I think line 1 and 2 is meant for defining and storing the action names in variables: INCREMENT and DECREMENT. But I think you’re not utilising that. You should make use of these variables by referring to them rather than explicitly writing the strings 'INCREMENT' and 'DECREMENT'. The benefit of re-using these variables is that it’s easier to refactor the code later on, because you only have to change the value of the INCREMENT variable on one place (where the variable is declared).

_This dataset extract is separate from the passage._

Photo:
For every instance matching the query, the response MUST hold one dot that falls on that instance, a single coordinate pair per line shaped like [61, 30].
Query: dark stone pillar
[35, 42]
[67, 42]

Here’s an example with the difference:

const INCREMENT = 'INCREMENT';
const DECREMENT = 'DECREMENT';

const counterReducer = (state = 0, action) => {
    switch (action.type) {
        case INCREMENT: // Re-use INCREMENT variable and not the 'INCREMENT' string
            state++; 
            break; 
        case DECREMENT:  // Re-use DECREMENT variable and not the 'DECREMENT' string
            state--;
            break; 
    }
    return state; 
}

const incAction = () => {
    return {
        type: INCREMENT // Re-use INCREMENT variable and not the 'INCREMENT' string
    }
}; 

const decAction = () => {
    return {
        type: DECREMENT // Re-use DECREMENT variable and not the 'DECREMENT' string
    }
}; 

const store = Redux.createStore(counterReducer); 

I hope my explanation makes sense :slightly_smiling_face:?

1 Like

Actually the main benefit of using constants for action names instead of string literals is that typos become easier to catch. If you accidentally spell a string literal ‘DECERMENT’, it will silently fall through and not change any state, whereas if you typo the constant, it will fail with an error.